[RFC] Supporting more early-exit loops

Following on from David Sherwood’s work over the last year to support basic early exit loops, we’d like to propose a basic design for the next phase of that work.

Prior Work

David extended the vectorizer (along with scalar evolution, laa, etc) to support autovectorization of loops with an early exit, subject to the following restrictions:

  • No stores in the loop
  • No loads after the one used for the early exit
  • No reductions in the loop
  • The loop must have a single counted exit (linear induction variable
    compared against loop-invariant value)
  • The loop must have a single uncounted exit (comparison of a value loaded from memory against a loop-invariant value)
  • All possible memory accessed in the loop must be known to be dereferenceable at compile time; so assuming that the uncounted early exit is never taken, the loop will not fault up to the maximum bounds of the counted exit.

A sample loop that should vectorize today (when early-exit loopvec is enabled via a flag):

// Global array declared with known size, so that the compiler
// knows all 'N' iterations are safe to execute.
#define N (100)
int array[N];

int search_first_occurrence(int value) {
  int result = -1;
  for (int i = 0; i < N; i++)
    if (array[i] == value) {
      result = i;
      break;
    }
  return result;
}

While hopefully all the restrictions will be removed eventually, the first two Arm intends to address is supporting extra memory operations in the loop and requiring compile-time knowledge of memory bounds.

Supporting additional memory operations.

At present, early exit loops featuring stores (or loads after the early exit) will be rejected by LV legality checking. We would like to remove that restriction.

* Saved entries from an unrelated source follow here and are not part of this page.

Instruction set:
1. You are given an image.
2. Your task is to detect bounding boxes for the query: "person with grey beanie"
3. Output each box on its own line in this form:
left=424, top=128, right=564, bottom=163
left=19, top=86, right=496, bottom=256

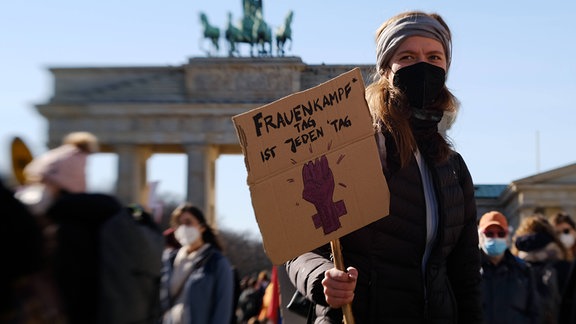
left=286, top=11, right=482, bottom=323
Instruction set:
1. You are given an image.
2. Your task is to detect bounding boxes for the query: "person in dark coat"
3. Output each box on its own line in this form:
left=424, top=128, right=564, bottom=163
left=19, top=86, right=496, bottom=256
left=512, top=215, right=572, bottom=324
left=14, top=131, right=164, bottom=324
left=478, top=211, right=541, bottom=323
left=286, top=10, right=482, bottom=323
left=559, top=258, right=576, bottom=323
left=0, top=178, right=46, bottom=323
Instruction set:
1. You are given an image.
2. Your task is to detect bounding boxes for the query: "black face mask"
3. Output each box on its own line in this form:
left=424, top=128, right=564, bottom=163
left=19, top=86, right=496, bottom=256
left=393, top=62, right=446, bottom=121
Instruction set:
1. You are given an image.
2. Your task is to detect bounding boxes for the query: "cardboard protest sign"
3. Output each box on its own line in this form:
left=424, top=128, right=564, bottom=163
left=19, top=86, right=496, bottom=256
left=232, top=68, right=389, bottom=265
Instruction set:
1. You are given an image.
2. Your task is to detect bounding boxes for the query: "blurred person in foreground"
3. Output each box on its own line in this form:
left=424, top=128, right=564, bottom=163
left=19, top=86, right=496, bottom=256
left=15, top=131, right=163, bottom=324
left=286, top=10, right=482, bottom=323
left=18, top=131, right=99, bottom=217
left=160, top=203, right=234, bottom=323
left=16, top=131, right=103, bottom=323
left=0, top=177, right=45, bottom=322
left=478, top=211, right=541, bottom=323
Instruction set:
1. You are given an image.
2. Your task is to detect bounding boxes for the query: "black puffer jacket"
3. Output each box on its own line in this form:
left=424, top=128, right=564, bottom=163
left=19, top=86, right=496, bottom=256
left=286, top=132, right=482, bottom=323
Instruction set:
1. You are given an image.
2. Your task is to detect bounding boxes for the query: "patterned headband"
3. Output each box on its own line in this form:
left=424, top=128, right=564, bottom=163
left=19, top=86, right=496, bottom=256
left=376, top=14, right=452, bottom=74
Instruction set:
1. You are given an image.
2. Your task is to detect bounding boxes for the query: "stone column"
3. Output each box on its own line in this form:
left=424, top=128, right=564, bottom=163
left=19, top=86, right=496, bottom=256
left=115, top=144, right=151, bottom=205
left=185, top=144, right=218, bottom=226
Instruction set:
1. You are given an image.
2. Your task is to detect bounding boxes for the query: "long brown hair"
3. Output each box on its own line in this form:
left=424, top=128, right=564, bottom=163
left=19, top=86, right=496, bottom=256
left=366, top=11, right=458, bottom=167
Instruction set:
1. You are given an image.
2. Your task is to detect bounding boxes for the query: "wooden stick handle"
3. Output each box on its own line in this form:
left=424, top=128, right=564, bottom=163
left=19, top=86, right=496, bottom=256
left=330, top=238, right=355, bottom=324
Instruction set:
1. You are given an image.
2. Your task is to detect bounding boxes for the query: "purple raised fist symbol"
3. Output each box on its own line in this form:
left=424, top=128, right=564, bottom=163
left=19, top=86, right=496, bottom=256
left=302, top=155, right=347, bottom=235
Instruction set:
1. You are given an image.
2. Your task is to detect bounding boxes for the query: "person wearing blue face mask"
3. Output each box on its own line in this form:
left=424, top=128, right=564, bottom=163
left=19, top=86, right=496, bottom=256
left=479, top=211, right=541, bottom=324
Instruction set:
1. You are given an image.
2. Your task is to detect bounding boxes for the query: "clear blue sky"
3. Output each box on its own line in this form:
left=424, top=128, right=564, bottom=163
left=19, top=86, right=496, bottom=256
left=2, top=0, right=575, bottom=238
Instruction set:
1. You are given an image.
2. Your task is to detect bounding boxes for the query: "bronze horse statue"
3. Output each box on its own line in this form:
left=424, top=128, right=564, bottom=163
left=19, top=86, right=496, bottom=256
left=199, top=12, right=220, bottom=56
left=275, top=10, right=293, bottom=56
left=225, top=0, right=272, bottom=57
left=252, top=11, right=273, bottom=56
left=225, top=12, right=244, bottom=57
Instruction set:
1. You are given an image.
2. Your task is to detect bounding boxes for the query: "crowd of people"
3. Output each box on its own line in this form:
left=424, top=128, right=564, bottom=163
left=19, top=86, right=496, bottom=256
left=0, top=131, right=278, bottom=324
left=478, top=210, right=576, bottom=324
left=6, top=149, right=576, bottom=324
left=4, top=8, right=576, bottom=324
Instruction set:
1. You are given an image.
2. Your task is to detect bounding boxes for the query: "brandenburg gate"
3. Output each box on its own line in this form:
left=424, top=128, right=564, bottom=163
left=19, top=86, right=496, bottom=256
left=36, top=57, right=373, bottom=224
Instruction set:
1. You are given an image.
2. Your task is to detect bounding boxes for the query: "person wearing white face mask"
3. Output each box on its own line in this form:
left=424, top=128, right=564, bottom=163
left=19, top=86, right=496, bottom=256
left=513, top=215, right=572, bottom=324
left=555, top=213, right=576, bottom=324
left=160, top=203, right=234, bottom=324
left=550, top=212, right=576, bottom=261
left=478, top=211, right=541, bottom=324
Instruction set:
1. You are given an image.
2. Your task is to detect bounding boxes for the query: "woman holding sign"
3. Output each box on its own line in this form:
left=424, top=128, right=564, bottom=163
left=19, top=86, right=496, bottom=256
left=286, top=11, right=482, bottom=323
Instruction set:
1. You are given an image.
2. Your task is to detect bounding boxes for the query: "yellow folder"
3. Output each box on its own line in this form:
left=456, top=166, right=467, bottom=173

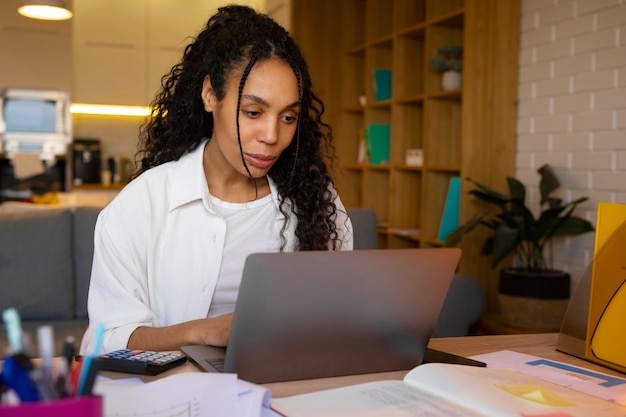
left=585, top=202, right=626, bottom=372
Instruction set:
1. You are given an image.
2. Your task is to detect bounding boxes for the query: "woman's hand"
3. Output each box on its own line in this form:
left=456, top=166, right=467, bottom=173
left=197, top=312, right=234, bottom=347
left=127, top=312, right=234, bottom=351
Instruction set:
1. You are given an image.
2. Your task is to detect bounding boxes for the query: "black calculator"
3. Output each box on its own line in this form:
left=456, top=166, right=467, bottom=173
left=98, top=349, right=187, bottom=376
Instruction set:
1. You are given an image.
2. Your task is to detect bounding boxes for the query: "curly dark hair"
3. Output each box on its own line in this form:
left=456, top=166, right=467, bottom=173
left=133, top=5, right=341, bottom=251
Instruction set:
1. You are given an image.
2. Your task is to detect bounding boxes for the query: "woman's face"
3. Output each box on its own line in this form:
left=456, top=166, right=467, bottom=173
left=202, top=58, right=300, bottom=179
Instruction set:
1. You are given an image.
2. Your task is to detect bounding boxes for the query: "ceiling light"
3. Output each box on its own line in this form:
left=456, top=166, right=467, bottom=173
left=18, top=0, right=73, bottom=21
left=70, top=103, right=152, bottom=117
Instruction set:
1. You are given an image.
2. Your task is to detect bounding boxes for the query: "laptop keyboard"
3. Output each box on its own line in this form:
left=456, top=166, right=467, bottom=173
left=204, top=358, right=225, bottom=372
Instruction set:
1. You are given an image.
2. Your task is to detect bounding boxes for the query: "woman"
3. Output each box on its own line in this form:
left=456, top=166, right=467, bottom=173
left=80, top=5, right=353, bottom=354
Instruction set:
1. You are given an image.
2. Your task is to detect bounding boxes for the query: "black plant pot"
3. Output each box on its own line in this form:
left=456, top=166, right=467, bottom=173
left=498, top=268, right=571, bottom=331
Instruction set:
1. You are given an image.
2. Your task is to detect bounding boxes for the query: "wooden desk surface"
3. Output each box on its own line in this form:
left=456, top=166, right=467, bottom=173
left=114, top=333, right=623, bottom=398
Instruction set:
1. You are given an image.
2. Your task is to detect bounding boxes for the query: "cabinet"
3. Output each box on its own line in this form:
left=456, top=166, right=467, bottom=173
left=72, top=0, right=217, bottom=106
left=0, top=0, right=71, bottom=91
left=292, top=0, right=520, bottom=313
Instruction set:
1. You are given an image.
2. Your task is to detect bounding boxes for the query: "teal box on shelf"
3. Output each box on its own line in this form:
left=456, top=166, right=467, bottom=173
left=366, top=123, right=390, bottom=165
left=373, top=69, right=392, bottom=101
left=437, top=176, right=461, bottom=242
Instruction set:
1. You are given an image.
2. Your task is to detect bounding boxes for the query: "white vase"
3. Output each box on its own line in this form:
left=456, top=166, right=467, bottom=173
left=442, top=70, right=462, bottom=90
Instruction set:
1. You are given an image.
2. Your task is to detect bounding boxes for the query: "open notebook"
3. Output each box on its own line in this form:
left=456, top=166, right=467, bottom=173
left=181, top=248, right=461, bottom=384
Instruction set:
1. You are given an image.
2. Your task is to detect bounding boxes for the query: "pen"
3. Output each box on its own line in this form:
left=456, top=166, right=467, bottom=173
left=63, top=335, right=76, bottom=370
left=35, top=325, right=58, bottom=400
left=2, top=308, right=24, bottom=354
left=77, top=322, right=105, bottom=396
left=55, top=356, right=71, bottom=398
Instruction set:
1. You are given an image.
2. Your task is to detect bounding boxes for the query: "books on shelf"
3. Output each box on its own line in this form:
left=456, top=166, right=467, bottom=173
left=437, top=176, right=460, bottom=242
left=271, top=362, right=626, bottom=417
left=373, top=69, right=392, bottom=101
left=366, top=123, right=390, bottom=165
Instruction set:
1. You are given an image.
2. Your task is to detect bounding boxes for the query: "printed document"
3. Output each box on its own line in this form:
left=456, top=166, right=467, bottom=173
left=271, top=363, right=626, bottom=417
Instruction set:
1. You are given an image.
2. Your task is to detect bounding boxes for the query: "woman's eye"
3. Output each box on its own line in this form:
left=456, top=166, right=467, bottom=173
left=282, top=114, right=297, bottom=123
left=244, top=110, right=261, bottom=118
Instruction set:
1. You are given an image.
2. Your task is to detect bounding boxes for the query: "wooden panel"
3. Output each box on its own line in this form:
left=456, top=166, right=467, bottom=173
left=460, top=0, right=520, bottom=313
left=362, top=168, right=389, bottom=225
left=426, top=0, right=464, bottom=19
left=389, top=169, right=421, bottom=228
left=394, top=0, right=426, bottom=30
left=391, top=103, right=423, bottom=164
left=393, top=36, right=425, bottom=98
left=366, top=0, right=393, bottom=41
left=424, top=98, right=462, bottom=167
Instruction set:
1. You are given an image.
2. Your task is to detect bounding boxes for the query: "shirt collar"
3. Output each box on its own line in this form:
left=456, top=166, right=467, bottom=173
left=168, top=139, right=210, bottom=212
left=167, top=138, right=285, bottom=215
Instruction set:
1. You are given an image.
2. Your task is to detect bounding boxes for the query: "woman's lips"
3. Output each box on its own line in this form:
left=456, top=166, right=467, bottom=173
left=245, top=153, right=276, bottom=170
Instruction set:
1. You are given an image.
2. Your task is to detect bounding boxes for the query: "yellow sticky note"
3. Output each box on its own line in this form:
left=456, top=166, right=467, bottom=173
left=497, top=384, right=578, bottom=407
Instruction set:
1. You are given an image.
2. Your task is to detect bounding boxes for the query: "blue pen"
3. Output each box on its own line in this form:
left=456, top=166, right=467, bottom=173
left=76, top=322, right=105, bottom=396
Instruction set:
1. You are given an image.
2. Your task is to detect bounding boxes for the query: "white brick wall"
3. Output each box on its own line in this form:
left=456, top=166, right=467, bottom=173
left=517, top=0, right=626, bottom=282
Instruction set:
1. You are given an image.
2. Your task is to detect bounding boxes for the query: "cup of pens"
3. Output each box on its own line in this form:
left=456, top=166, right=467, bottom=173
left=1, top=308, right=103, bottom=416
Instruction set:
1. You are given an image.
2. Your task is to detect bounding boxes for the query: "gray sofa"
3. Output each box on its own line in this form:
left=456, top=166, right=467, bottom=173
left=0, top=206, right=101, bottom=356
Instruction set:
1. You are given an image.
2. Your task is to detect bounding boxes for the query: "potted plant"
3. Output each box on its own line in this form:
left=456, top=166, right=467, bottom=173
left=444, top=164, right=595, bottom=330
left=428, top=45, right=463, bottom=90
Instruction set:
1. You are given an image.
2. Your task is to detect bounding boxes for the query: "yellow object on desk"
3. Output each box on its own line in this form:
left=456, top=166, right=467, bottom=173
left=30, top=192, right=59, bottom=205
left=586, top=202, right=626, bottom=373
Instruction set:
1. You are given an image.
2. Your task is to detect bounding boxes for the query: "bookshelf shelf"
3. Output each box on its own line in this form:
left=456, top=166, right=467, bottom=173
left=292, top=0, right=520, bottom=313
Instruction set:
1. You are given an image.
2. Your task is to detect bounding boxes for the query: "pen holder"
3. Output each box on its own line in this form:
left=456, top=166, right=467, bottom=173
left=0, top=395, right=102, bottom=417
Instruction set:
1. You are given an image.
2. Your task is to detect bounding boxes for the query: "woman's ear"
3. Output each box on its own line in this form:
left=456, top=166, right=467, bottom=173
left=201, top=75, right=216, bottom=112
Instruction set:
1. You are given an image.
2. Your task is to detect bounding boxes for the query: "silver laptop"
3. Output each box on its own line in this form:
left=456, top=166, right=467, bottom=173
left=181, top=248, right=461, bottom=384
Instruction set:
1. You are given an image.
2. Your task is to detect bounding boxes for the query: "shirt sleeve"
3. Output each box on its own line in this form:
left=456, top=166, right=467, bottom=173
left=81, top=203, right=154, bottom=354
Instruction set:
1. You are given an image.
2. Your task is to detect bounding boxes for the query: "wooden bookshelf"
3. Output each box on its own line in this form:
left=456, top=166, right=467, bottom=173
left=291, top=0, right=520, bottom=313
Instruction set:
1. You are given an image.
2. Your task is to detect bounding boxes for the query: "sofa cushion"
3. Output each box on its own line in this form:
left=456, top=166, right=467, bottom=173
left=73, top=206, right=101, bottom=319
left=0, top=208, right=74, bottom=320
left=346, top=208, right=378, bottom=249
left=434, top=275, right=484, bottom=337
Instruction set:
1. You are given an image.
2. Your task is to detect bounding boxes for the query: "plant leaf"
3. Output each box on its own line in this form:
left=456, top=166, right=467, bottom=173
left=507, top=177, right=526, bottom=202
left=466, top=178, right=510, bottom=201
left=443, top=213, right=486, bottom=246
left=552, top=217, right=595, bottom=235
left=491, top=225, right=519, bottom=268
left=538, top=164, right=560, bottom=204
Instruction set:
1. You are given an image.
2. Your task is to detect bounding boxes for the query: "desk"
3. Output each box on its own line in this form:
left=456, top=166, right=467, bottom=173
left=101, top=333, right=623, bottom=398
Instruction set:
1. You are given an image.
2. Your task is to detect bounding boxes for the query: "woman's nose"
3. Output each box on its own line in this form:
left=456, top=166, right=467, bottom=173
left=259, top=118, right=279, bottom=144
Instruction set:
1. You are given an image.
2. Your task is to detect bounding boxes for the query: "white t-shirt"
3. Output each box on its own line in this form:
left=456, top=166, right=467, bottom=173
left=208, top=193, right=281, bottom=317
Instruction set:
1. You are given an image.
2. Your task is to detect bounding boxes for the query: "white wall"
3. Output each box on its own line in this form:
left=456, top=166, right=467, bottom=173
left=517, top=0, right=626, bottom=283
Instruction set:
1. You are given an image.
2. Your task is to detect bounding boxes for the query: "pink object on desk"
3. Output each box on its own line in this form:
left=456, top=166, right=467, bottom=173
left=0, top=395, right=102, bottom=417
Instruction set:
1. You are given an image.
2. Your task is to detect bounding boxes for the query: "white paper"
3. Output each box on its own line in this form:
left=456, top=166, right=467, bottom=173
left=470, top=350, right=626, bottom=406
left=11, top=153, right=45, bottom=179
left=95, top=372, right=270, bottom=417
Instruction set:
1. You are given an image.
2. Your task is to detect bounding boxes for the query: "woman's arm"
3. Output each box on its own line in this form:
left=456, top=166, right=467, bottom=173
left=127, top=313, right=233, bottom=351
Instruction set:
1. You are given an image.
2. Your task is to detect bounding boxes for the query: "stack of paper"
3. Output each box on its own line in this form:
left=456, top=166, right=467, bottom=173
left=95, top=372, right=277, bottom=417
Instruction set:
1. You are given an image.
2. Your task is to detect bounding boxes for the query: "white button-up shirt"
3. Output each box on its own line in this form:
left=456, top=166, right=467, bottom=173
left=81, top=140, right=353, bottom=353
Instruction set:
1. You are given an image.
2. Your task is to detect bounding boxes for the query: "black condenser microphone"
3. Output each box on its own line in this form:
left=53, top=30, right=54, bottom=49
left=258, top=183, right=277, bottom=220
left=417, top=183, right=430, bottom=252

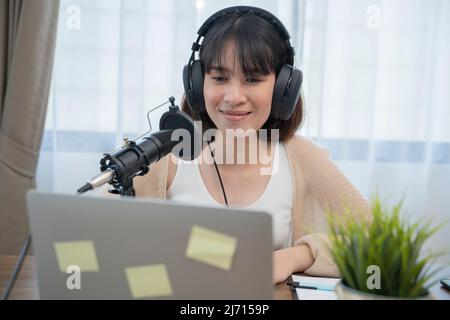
left=77, top=97, right=202, bottom=195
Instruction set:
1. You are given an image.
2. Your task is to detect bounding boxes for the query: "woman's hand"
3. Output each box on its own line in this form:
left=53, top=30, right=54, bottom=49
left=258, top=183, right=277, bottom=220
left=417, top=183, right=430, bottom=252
left=272, top=248, right=296, bottom=285
left=272, top=245, right=315, bottom=285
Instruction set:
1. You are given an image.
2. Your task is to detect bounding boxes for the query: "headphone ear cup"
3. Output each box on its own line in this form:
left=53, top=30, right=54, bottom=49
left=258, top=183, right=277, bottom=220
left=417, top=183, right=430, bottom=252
left=281, top=68, right=303, bottom=120
left=271, top=64, right=292, bottom=120
left=271, top=65, right=303, bottom=121
left=183, top=63, right=198, bottom=114
left=191, top=60, right=206, bottom=114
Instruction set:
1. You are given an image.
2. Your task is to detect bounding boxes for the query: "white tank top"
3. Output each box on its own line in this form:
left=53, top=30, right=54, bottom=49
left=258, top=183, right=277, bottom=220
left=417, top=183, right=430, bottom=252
left=167, top=142, right=293, bottom=250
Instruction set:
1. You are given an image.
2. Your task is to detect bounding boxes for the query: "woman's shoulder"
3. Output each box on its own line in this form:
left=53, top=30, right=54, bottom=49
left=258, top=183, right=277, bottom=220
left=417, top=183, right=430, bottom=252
left=167, top=153, right=178, bottom=190
left=132, top=154, right=173, bottom=198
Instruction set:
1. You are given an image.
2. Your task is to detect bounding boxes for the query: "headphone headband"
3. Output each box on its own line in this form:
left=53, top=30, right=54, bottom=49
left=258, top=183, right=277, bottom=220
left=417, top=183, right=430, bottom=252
left=198, top=6, right=291, bottom=40
left=192, top=6, right=295, bottom=65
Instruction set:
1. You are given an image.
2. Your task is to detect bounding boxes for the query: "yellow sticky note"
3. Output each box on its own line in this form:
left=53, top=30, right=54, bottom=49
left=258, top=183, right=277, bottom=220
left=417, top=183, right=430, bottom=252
left=53, top=241, right=99, bottom=272
left=185, top=225, right=238, bottom=270
left=125, top=264, right=173, bottom=299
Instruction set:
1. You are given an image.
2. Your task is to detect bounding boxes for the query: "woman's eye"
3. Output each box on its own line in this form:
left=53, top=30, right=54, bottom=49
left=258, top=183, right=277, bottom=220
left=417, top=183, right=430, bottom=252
left=212, top=76, right=226, bottom=82
left=246, top=77, right=262, bottom=83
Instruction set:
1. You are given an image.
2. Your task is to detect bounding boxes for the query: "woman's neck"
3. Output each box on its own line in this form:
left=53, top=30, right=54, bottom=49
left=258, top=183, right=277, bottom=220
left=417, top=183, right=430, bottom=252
left=203, top=135, right=275, bottom=171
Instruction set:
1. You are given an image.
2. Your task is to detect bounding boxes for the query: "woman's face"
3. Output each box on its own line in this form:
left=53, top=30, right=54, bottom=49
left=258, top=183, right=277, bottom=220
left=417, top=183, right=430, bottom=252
left=203, top=43, right=276, bottom=134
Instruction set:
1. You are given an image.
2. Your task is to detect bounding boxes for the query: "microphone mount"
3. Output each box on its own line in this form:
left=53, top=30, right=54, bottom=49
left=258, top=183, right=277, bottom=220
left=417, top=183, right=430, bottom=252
left=101, top=97, right=179, bottom=197
left=77, top=96, right=201, bottom=197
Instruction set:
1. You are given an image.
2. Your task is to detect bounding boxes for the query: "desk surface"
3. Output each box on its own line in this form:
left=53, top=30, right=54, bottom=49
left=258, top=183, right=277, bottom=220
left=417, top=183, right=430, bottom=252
left=1, top=255, right=449, bottom=300
left=0, top=255, right=292, bottom=300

Given a C loop like the following:

void ee_with_store(int * restrict array, int *pred, int N) {
  for (int i = 0; i < N; ++i) {
    array[i]++;
    if (pred[i] > 500)
      break;
  }
}

We have an early exit loop based on pred[i], with a load and store to array[i] occurring before the exit. We will see scalar IR similar to the following:

define void @ee_with_store(ptr dereferenceable(40) noalias %array, ptr dereferenceable(40) readonly %pred) {
entry:
  br label %for.body
for.body:
  %iv = phi i64 [ 0, %entry ], [ %iv.next, %for.inc ]
  %st.addr = getelementptr inbounds nuw i16, ptr %array, i64 %iv
  %data = load i16, ptr %st.addr, align 4
  %inc = add nsw i16 %data, 1
  store i16 %inc, ptr %st.addr, align 4
  %ee.addr = getelementptr inbounds nuw i16, ptr %pred, i64 %iv
  %ee.val = load i16, ptr %ee.addr, align 4
  %ee.cond = icmp sgt i16 %ee.val, 500
  br i1 %ee.cond, label %exit, label %for.inc
for.inc:
  %iv.next = add nuw nsw i64 %iv, 1
  %counted.cond = icmp eq i64 %iv.next, 20
  br i1 %counted.cond, label %exit, label %for.body
exit:
  ret void
}

(Dereferenceable attributes added to stay within known bounds)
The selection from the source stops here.